Things used to be better. Like, everything.
Remember that Ninja Turtles cereal from back in the day? Remember the Ninja Turtles in general?
Or Sega Genesis, Crystal Pepsi or knocking on doors to get people to go play outside?
sOr smoking in restaurants or driving without seat belts? Not everyone reading this was born in the '80s, folks.
Yup, things just plain used to be better.
Another one of those things, one that belongs right there next to clear soda, free range smoking and gaming with three buttons?
Jiu-jitsu in MMA.
Jiu-jitsu in MMA used to be serious. It used to be threatening. It used to be pretty much all a man needed to break his opponent's will and wallow in his successes.
Not anymore, though.
Now, the pure jiu-jitsu guys are a dying breed, and the idea that they're the ones to be feared is tragically outdated.
Is BJJ losing its effectiveness as a base for MMA?
Look at the official rankings in each weight class. Out of the 90 fighters that make up the top-10s of each division, only a handful could be called jiu-jitsu specialists.
Really only Demian Maia and Ronaldo Souza are "jiu-jitsu guys," and Maia recently had to drop a weight class to rejuvenate his career.
Sure, there are guys like the Nogueiras and Fabricio Werdum who have flown the flag of the gentle art for years. But they've also relied on good striking—particularly Werdum, who has grown exponentially on his feet in recent years—to get the job done as well.
The point is that the jiu-jitsu specialist is dying, and as a base it's essentially hopeless. There are a few reasons for that.
The most prominent would have to be judging; having a tricky guard and hunting for submissions from one's back is pointless in North American MMA. The only part of that sentence a judge would see is "from one's back," and that's where you lose a fight.
Another issue is that, in terms of specializing in an art, jiu-jitsu is the toughest to specialize in successfully at a high level. Very few pure BJJ players have the takedowns to outduel a wrestler or the striking to compete with a kickboxer in MMA.
On the other hand, those specializing in wrestling are usually able to avoid submissions and win with top control, while any striker worth his salt should have enough of a jab to control distance and set up big shots for as long as he needs to.
The final concern would be the rise of what a great man once called "the anti-jiu-jitsu." To paraphrase, the idea is that most guys getting into MMA without an understanding of jiu-jitsu are simply learning what to do to survive positions and submission attempts.
They don't learn technique. They learn to keep airways open or pressure off joints just long enough to get away with an explosive move or a display of raw power.
The great ones, those who have adapted their grappling to MMA, are still able to finish—the Maias, Souzas, Werdums and Nogueiras. The rest?

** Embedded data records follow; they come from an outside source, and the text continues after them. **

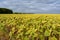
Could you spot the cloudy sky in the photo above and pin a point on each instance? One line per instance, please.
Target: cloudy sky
(32, 6)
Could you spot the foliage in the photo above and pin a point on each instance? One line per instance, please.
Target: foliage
(5, 11)
(29, 28)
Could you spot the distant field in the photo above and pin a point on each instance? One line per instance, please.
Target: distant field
(29, 26)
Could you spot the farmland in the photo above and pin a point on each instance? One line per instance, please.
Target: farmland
(29, 26)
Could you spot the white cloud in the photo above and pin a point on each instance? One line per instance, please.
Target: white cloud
(35, 6)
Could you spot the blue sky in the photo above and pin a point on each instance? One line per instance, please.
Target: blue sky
(32, 6)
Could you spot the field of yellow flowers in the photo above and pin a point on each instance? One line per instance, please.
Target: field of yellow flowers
(29, 26)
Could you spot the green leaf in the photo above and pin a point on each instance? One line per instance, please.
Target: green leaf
(47, 33)
(53, 38)
(26, 38)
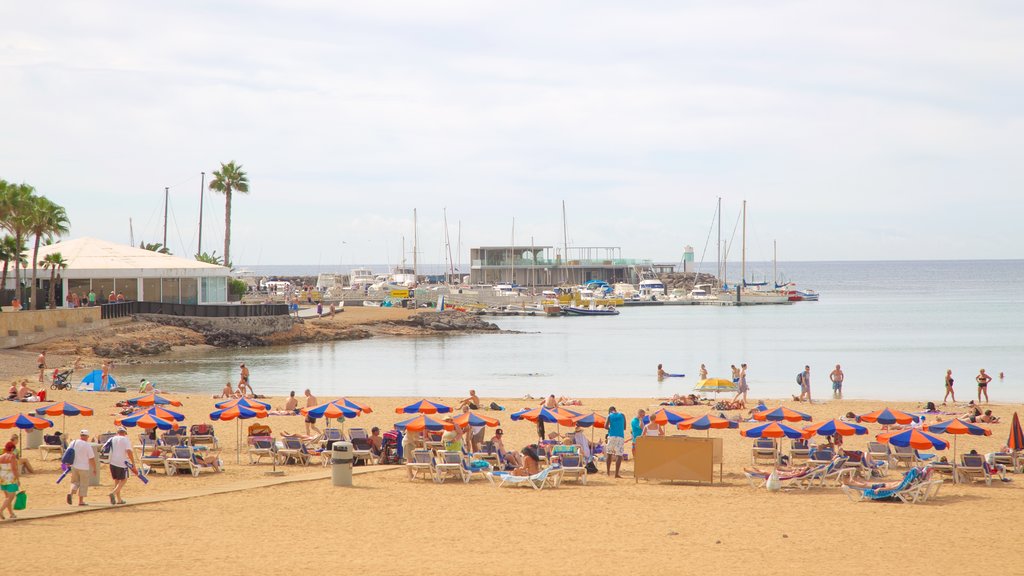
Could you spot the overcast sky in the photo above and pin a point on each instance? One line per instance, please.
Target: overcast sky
(855, 130)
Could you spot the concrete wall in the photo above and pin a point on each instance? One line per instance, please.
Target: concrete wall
(27, 327)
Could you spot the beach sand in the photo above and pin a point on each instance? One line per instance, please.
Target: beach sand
(388, 525)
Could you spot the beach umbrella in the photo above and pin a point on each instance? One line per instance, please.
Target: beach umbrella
(24, 422)
(957, 427)
(772, 429)
(833, 427)
(1016, 440)
(707, 422)
(779, 414)
(424, 407)
(250, 403)
(153, 400)
(887, 416)
(64, 409)
(670, 416)
(474, 419)
(241, 412)
(144, 419)
(424, 422)
(165, 413)
(914, 439)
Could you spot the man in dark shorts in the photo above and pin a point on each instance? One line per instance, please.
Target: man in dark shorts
(983, 380)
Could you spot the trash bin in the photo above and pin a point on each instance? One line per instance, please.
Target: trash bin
(341, 463)
(33, 439)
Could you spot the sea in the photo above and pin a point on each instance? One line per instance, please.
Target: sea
(895, 327)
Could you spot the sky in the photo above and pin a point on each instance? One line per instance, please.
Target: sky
(854, 130)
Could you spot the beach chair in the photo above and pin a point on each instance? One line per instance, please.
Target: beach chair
(537, 482)
(421, 461)
(799, 450)
(259, 448)
(908, 490)
(51, 444)
(448, 463)
(764, 451)
(203, 435)
(973, 468)
(292, 449)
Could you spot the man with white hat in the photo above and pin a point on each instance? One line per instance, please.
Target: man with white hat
(121, 455)
(85, 461)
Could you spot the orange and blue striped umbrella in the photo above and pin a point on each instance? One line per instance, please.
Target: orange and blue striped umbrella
(914, 439)
(153, 400)
(670, 416)
(333, 409)
(243, 402)
(779, 414)
(1016, 440)
(887, 416)
(25, 422)
(833, 427)
(772, 429)
(145, 420)
(474, 419)
(424, 422)
(424, 407)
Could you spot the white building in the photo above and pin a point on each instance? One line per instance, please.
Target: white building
(140, 275)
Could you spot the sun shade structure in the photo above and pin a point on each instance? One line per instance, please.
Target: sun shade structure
(914, 439)
(153, 400)
(779, 414)
(888, 417)
(424, 407)
(833, 427)
(423, 422)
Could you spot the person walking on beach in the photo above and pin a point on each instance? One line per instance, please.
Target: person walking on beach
(983, 380)
(84, 464)
(742, 388)
(121, 455)
(805, 384)
(310, 421)
(949, 387)
(837, 377)
(616, 441)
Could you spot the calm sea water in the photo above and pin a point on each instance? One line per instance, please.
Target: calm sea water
(895, 327)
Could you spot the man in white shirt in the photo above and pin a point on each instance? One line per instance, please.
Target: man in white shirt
(85, 461)
(121, 454)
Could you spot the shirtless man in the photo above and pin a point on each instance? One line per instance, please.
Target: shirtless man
(837, 377)
(310, 421)
(983, 380)
(244, 381)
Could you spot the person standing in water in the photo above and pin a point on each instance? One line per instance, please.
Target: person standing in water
(949, 387)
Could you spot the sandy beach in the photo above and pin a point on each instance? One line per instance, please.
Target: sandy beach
(394, 526)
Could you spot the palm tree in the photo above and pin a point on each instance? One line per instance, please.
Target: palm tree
(45, 219)
(228, 179)
(53, 261)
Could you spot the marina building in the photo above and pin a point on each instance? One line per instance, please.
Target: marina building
(547, 265)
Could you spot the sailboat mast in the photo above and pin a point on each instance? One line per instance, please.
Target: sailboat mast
(742, 265)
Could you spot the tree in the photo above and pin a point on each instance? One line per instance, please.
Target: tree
(53, 261)
(229, 178)
(212, 258)
(44, 218)
(155, 247)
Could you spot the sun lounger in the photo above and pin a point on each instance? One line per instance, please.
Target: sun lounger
(537, 482)
(764, 451)
(420, 462)
(973, 468)
(908, 490)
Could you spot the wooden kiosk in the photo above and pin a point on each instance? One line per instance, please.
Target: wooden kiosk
(678, 457)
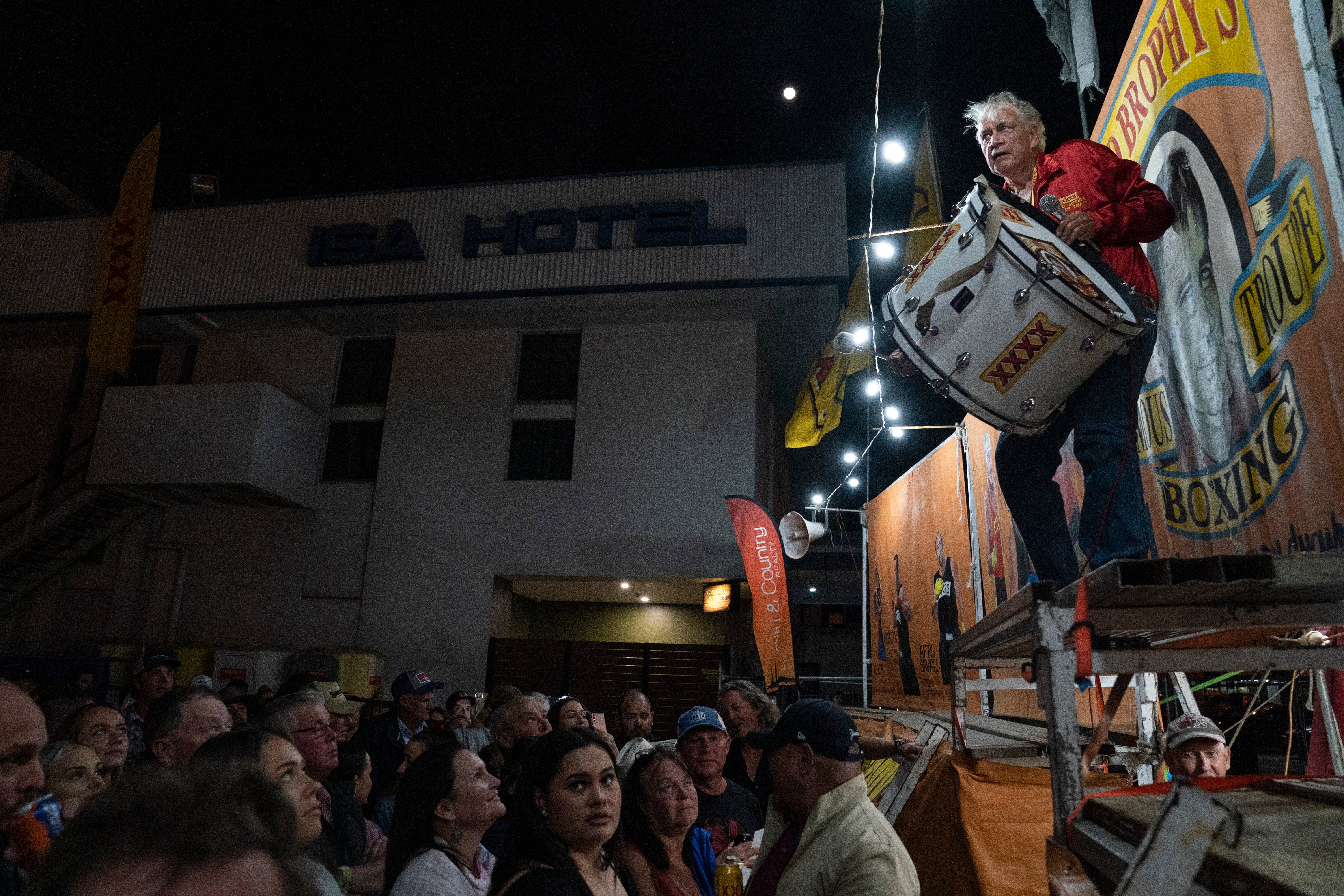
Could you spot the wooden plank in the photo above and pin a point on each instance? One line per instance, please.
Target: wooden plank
(1217, 660)
(1288, 847)
(908, 778)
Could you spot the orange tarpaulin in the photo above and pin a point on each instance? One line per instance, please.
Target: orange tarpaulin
(978, 828)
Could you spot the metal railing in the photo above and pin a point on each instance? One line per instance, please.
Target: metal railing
(42, 484)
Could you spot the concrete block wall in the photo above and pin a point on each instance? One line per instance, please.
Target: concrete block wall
(245, 579)
(665, 428)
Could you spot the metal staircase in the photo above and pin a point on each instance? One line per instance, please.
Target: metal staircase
(60, 523)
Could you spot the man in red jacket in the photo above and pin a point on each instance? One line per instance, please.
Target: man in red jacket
(1105, 199)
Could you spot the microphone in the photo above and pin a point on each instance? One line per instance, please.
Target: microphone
(1050, 205)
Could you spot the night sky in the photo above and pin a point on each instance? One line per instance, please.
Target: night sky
(291, 100)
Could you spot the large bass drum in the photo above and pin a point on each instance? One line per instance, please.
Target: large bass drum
(1013, 335)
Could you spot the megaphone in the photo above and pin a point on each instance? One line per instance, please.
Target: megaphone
(799, 534)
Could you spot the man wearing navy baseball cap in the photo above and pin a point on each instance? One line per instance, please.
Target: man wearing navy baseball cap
(413, 695)
(728, 811)
(823, 836)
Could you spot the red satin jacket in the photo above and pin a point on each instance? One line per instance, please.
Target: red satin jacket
(1128, 210)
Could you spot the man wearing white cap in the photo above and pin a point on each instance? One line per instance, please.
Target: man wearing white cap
(1197, 747)
(343, 711)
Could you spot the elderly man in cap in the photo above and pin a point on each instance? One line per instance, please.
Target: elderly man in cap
(459, 710)
(1197, 747)
(823, 836)
(381, 702)
(728, 811)
(343, 711)
(388, 735)
(151, 679)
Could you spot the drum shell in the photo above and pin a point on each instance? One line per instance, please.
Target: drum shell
(993, 354)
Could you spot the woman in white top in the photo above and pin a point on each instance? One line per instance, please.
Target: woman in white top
(446, 804)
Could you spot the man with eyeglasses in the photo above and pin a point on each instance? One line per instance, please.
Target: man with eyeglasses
(351, 847)
(389, 734)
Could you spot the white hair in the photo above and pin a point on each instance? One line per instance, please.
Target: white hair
(978, 112)
(282, 711)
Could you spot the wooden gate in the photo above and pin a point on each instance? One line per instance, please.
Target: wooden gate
(675, 676)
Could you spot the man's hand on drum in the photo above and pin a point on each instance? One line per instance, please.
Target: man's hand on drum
(1077, 226)
(902, 365)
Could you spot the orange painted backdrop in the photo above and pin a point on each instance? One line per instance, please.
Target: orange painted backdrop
(1240, 420)
(907, 622)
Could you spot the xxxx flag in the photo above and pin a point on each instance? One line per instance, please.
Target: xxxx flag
(120, 272)
(928, 202)
(816, 412)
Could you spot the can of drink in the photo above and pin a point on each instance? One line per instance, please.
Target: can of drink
(728, 878)
(48, 811)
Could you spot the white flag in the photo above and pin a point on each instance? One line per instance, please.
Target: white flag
(1070, 27)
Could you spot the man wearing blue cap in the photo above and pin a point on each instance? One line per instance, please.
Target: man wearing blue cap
(386, 738)
(728, 811)
(823, 836)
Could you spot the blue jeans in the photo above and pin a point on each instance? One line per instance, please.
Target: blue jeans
(1099, 414)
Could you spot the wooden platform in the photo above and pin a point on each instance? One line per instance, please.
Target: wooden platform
(987, 738)
(1290, 844)
(1143, 602)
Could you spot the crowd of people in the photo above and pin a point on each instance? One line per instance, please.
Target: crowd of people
(308, 790)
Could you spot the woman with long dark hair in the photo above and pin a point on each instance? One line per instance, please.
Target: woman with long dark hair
(446, 804)
(275, 753)
(666, 852)
(565, 823)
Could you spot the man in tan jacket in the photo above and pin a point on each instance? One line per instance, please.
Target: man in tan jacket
(823, 836)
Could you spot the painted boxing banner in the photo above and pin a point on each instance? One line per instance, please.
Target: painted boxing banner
(920, 589)
(1229, 108)
(759, 539)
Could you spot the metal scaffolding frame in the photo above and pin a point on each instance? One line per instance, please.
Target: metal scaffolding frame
(1140, 610)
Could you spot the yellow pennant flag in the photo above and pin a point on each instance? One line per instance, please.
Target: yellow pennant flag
(123, 263)
(928, 203)
(818, 408)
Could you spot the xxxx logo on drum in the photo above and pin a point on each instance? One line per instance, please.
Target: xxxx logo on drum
(932, 254)
(1023, 353)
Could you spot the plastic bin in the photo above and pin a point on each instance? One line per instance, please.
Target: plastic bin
(360, 671)
(256, 664)
(197, 657)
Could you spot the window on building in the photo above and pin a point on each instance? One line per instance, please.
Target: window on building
(549, 367)
(353, 450)
(542, 443)
(144, 367)
(542, 450)
(366, 369)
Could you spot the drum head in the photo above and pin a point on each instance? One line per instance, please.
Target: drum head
(1079, 268)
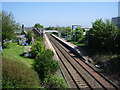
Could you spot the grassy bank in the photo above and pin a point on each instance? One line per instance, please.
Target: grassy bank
(16, 70)
(13, 52)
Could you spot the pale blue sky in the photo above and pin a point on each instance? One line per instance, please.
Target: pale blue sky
(60, 13)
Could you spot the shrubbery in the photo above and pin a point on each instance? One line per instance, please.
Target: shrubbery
(55, 82)
(18, 75)
(44, 64)
(38, 47)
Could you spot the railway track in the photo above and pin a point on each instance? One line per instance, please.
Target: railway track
(78, 73)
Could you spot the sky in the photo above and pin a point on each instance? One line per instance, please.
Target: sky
(60, 13)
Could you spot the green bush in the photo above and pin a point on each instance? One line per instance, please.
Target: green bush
(55, 82)
(38, 47)
(44, 64)
(18, 75)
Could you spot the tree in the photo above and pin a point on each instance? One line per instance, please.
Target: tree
(8, 26)
(30, 35)
(37, 25)
(103, 35)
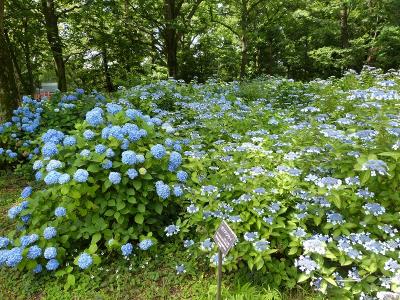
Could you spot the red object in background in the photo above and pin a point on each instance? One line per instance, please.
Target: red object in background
(40, 95)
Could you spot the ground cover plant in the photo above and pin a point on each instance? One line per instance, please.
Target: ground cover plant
(306, 174)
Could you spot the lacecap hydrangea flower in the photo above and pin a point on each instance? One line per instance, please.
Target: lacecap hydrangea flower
(81, 175)
(49, 233)
(84, 261)
(127, 249)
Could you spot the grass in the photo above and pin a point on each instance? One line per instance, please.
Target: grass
(141, 277)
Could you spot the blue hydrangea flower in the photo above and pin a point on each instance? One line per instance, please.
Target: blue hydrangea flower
(4, 242)
(110, 153)
(26, 192)
(85, 153)
(84, 261)
(115, 177)
(175, 161)
(88, 134)
(100, 148)
(14, 257)
(162, 190)
(178, 192)
(145, 244)
(34, 252)
(37, 269)
(113, 108)
(52, 265)
(60, 212)
(132, 173)
(171, 230)
(127, 249)
(140, 158)
(38, 164)
(129, 157)
(158, 151)
(53, 165)
(64, 178)
(52, 177)
(182, 176)
(38, 175)
(49, 150)
(69, 141)
(49, 233)
(107, 164)
(50, 252)
(95, 116)
(81, 175)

They end up cut and on the way back to crush competition in Abu Dhabi.
This is perhaps the greatest issue facing jiu-jitsu as a base: the idea that it's becoming harder and harder to perfect it when so many people are putting so much time into finding its imperfections. Those imperfections are being exploited and causing problems for the men who have come to rely on it for their success.
Make no mistake. This isn't to be read as a postmortem on jiu-jitsu. There are still a hundred great pieces of the art on display every time the UFC takes to the airwaves. Anything from maintaining mount to finishing with a flying triangle is jiu-jitsu on display, and that's never going to change.
But as a base? As a base, it's dying.
After all, if Roger Gracie and Vinny Magalhaes can't make it, who can?